PyTorch
Introduction
PyTorch is a popular machine learning framework.
We use PyTorch version f5788898a928cb2489926c1a5418c94c598c361b. We study resnet50, bert, deepwave models.
We apply the following commands to compile PyTorch from source.
spack install miniconda3
conda install numpy ninja pyyaml mkl mkl-include setuptools cmake cffi typing_extensions future six requests dataclasses
conda install -c pytorch magma-cuda110
export CMAKE_PREFIX_PATH=${CONDA_PREFIX:-"$(dirname $(which conda))/../"}
export USE_CUDA=1
export REL_WITH_DEB_INFO=1
export MAX_JOBS=16
export USE_NINJA=OFF
python setup.py install
resnet
We get the resnet example from the pytorch benchmark repo.
To ease the installtion, we provide 1-spatial-convolution-model.py and 1-spatial-convolution-unit.py to check layer-wise and end-to-end performance.
deepwave
We provide the instructions for installing deepwave here.

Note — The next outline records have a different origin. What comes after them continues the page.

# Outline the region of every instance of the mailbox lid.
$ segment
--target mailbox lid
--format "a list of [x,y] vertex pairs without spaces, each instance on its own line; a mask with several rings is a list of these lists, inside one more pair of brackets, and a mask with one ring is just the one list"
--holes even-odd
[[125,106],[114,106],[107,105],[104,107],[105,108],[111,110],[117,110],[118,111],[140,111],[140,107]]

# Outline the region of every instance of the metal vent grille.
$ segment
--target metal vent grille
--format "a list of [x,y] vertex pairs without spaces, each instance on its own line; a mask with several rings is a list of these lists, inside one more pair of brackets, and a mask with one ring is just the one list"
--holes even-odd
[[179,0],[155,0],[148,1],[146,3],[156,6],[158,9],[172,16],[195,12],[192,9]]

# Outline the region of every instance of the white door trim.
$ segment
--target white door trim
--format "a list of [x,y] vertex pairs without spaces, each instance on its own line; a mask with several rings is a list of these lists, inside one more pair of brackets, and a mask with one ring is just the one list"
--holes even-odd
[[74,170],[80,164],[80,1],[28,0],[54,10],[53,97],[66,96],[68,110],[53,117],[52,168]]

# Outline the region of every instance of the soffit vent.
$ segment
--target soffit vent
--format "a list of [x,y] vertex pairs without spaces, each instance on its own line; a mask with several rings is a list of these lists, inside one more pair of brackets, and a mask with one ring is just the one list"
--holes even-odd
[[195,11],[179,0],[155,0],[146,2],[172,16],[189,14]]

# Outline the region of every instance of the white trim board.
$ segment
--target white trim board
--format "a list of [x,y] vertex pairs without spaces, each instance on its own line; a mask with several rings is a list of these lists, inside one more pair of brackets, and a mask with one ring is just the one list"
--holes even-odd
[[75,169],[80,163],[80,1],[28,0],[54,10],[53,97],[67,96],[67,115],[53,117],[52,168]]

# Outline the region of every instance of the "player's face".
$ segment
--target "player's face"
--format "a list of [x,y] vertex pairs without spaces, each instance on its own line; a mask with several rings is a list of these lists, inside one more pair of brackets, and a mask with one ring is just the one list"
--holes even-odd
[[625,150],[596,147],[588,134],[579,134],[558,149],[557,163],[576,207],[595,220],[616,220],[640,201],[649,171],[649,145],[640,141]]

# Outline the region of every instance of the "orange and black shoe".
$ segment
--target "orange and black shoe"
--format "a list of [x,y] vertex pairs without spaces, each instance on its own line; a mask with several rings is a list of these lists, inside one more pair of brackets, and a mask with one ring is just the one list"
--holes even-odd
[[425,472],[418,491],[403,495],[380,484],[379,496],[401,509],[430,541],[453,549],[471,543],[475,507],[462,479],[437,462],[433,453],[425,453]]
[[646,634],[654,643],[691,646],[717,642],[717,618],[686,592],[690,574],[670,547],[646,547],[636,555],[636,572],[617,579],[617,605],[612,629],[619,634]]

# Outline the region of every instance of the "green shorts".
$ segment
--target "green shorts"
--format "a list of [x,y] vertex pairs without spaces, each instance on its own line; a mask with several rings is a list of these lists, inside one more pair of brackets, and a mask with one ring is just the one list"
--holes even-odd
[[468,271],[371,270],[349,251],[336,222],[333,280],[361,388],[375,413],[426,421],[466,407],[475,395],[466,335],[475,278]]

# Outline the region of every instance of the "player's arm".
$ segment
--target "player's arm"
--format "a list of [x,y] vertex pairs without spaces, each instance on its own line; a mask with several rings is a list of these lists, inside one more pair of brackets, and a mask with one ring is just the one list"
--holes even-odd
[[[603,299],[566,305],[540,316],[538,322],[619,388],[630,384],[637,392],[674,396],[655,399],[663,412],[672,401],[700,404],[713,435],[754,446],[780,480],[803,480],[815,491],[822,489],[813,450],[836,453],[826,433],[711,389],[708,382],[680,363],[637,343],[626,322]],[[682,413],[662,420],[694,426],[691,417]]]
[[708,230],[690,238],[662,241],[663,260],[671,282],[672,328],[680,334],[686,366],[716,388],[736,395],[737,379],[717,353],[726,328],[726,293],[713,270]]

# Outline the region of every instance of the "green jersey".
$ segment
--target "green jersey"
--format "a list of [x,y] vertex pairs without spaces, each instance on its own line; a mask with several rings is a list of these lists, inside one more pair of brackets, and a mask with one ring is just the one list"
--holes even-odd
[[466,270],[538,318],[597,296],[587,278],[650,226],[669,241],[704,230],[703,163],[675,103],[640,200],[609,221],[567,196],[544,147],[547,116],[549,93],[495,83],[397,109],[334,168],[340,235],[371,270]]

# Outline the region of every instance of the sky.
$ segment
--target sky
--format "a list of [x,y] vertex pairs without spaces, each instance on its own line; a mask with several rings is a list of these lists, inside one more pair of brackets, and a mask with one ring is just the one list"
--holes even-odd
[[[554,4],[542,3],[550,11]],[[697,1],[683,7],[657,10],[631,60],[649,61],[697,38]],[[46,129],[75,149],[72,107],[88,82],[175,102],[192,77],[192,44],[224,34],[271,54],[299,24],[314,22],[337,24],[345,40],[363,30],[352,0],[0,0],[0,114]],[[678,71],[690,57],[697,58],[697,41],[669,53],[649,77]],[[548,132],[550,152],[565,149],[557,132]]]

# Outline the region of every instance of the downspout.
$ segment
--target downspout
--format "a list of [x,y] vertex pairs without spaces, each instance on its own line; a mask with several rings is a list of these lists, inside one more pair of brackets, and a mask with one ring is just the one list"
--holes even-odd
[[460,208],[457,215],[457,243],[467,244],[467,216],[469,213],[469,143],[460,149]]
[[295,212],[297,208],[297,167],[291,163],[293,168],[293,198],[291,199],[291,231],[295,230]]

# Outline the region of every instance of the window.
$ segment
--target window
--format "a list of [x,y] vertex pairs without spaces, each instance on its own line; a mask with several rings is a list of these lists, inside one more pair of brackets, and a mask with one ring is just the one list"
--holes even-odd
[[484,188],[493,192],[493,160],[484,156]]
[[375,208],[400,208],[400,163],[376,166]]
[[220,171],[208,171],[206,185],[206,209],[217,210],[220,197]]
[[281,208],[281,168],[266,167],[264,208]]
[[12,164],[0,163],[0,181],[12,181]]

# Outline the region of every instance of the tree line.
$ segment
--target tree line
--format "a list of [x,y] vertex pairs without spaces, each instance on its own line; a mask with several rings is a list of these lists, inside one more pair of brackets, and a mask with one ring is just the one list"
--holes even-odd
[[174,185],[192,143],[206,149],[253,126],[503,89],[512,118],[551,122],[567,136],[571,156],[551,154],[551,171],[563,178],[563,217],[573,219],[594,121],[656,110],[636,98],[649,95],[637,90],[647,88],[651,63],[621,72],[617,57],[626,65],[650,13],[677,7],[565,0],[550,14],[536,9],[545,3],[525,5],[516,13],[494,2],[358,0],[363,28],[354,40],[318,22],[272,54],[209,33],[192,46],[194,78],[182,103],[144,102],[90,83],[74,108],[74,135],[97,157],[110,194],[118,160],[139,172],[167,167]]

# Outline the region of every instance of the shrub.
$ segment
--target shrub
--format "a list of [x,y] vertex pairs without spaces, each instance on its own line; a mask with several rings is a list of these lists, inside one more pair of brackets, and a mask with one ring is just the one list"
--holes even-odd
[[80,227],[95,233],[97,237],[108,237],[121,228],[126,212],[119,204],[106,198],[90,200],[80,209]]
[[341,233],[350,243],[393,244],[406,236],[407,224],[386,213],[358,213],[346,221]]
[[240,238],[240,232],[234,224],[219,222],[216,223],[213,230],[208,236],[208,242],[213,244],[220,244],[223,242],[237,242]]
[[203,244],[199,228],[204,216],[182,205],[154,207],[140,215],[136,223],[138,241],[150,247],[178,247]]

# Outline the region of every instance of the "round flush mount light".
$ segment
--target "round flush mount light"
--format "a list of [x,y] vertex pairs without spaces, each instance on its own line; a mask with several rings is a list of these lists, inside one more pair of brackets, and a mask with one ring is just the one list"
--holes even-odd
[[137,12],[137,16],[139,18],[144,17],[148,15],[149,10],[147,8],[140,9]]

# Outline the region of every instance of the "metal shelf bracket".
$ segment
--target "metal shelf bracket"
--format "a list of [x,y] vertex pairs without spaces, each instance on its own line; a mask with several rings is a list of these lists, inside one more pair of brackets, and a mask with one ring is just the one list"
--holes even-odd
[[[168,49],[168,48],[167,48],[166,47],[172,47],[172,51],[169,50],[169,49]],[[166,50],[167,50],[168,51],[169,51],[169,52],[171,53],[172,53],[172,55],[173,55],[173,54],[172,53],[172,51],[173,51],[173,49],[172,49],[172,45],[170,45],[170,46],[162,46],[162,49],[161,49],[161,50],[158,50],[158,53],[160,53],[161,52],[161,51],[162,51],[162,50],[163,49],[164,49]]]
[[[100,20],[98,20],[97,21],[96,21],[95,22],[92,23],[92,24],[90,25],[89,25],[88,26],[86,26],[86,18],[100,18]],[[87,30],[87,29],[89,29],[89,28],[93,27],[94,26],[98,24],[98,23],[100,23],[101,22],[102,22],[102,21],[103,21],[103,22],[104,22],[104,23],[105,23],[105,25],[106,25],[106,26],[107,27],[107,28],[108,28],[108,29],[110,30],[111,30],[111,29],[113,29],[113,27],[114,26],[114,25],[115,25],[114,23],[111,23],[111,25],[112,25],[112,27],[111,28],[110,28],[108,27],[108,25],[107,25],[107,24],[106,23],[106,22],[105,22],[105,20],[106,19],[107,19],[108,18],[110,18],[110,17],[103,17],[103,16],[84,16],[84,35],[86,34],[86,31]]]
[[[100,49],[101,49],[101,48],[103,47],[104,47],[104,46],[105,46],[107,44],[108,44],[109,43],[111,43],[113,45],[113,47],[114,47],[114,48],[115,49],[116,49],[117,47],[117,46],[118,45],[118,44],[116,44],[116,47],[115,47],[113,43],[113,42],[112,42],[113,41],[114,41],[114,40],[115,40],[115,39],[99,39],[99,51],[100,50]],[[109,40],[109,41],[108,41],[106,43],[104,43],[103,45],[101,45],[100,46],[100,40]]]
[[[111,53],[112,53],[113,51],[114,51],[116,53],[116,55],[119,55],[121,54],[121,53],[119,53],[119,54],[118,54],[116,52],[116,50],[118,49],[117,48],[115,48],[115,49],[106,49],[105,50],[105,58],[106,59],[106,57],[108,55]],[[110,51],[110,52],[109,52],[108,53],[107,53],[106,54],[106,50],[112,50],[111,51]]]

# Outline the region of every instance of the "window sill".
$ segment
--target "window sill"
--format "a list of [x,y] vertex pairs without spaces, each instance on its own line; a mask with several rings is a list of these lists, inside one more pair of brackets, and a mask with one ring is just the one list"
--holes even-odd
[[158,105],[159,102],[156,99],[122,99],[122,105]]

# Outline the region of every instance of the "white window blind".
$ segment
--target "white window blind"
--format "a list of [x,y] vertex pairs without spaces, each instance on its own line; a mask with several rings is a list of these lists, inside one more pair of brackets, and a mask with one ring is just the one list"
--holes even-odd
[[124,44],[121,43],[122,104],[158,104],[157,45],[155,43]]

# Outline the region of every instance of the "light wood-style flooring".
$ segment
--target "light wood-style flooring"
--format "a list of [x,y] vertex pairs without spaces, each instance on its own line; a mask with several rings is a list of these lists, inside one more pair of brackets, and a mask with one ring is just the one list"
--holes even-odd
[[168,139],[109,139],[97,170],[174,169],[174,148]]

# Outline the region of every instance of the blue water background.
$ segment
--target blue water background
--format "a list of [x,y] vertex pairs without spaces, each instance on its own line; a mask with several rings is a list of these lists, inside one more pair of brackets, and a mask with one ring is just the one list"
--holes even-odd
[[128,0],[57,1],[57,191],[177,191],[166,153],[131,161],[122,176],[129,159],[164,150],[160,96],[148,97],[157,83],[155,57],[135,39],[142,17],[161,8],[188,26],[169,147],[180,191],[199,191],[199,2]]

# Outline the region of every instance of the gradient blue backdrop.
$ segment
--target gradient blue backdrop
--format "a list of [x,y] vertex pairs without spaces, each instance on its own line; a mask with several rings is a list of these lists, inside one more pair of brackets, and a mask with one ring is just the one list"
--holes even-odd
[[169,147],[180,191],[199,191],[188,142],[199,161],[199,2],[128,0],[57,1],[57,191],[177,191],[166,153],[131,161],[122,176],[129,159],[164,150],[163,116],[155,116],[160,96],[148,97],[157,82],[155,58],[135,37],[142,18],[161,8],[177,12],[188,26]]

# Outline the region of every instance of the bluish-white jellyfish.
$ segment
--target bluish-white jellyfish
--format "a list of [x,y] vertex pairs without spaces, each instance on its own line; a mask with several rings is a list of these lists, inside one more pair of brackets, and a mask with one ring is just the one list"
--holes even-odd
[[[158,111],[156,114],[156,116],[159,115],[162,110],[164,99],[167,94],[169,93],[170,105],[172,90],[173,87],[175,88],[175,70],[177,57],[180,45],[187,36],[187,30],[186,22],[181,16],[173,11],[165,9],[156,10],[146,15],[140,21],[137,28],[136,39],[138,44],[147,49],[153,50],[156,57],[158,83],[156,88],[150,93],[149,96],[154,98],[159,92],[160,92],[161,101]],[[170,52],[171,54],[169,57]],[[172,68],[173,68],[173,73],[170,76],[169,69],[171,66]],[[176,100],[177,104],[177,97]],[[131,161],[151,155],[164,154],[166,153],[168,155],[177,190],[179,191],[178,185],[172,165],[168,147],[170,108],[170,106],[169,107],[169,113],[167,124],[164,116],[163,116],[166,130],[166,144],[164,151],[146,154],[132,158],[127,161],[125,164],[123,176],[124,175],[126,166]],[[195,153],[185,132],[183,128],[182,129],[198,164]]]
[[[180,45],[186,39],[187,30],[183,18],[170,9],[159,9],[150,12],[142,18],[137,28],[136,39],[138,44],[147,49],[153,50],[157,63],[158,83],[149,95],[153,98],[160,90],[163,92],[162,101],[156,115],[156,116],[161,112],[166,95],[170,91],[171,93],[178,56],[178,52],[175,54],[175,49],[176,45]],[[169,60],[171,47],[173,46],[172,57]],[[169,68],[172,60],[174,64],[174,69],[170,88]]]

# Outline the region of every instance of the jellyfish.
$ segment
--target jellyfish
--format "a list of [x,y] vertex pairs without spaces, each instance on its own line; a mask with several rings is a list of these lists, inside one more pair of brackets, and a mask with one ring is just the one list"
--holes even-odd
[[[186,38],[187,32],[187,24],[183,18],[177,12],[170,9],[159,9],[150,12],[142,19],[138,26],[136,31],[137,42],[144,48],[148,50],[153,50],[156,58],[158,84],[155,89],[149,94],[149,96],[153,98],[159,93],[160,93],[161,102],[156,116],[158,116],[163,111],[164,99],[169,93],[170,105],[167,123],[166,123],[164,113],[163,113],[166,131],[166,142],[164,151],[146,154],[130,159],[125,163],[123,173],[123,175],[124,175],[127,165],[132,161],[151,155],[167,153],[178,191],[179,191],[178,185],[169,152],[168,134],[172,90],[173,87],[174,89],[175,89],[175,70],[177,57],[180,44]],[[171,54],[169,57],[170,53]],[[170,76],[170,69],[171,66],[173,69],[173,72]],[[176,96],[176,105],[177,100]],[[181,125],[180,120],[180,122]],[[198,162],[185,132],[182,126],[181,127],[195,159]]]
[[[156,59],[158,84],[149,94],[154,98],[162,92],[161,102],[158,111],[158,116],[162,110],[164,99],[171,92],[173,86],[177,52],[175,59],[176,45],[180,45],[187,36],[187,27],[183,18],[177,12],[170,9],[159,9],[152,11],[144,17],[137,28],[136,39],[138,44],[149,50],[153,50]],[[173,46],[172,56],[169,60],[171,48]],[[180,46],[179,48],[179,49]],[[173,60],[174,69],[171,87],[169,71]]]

To ease checking the problematic kernel, we provide 2-replication-pad3d.py script which only has a single ReplicationPad3d kernel.
bert
We get the reset example from the pytorch benchmark.
To ease checking the problematic kernel, we provide 3-embedding-unit.py script which only has a single Embedding kernel.
Profiling
Profiling a Python application takes extra steps than a normal application. We have a general guide to profile application in the FAQ page.
An example profiling command is attached below for reference:
LD_LIBRARY_PATH=/path/to/python/install/lib/python<version>/site-packages/torch:$LD_LIBRARY_PATH hpcrun -e gpu=nvidia,data_flow -ck HPCRUN_SANITIZER_READ_TRACE_IGNORE=1 -ck HPCRUN_SANITIZER_DATA_FLOW_HASH=0 -ck HPCRUN_SANITIZER_GPU_ANALYSIS_BLOCKS=1 -ck HPCRUN_SANITIZER_GPU_PATCH_RECORD_NUM=131072 python ./<pytorch-script>.py
Optimization
We don’t provide an automate performance testing suite for PyTorch in GVProf because recompile PyTorch for just small code changes still take long time and is a pain on low end servers.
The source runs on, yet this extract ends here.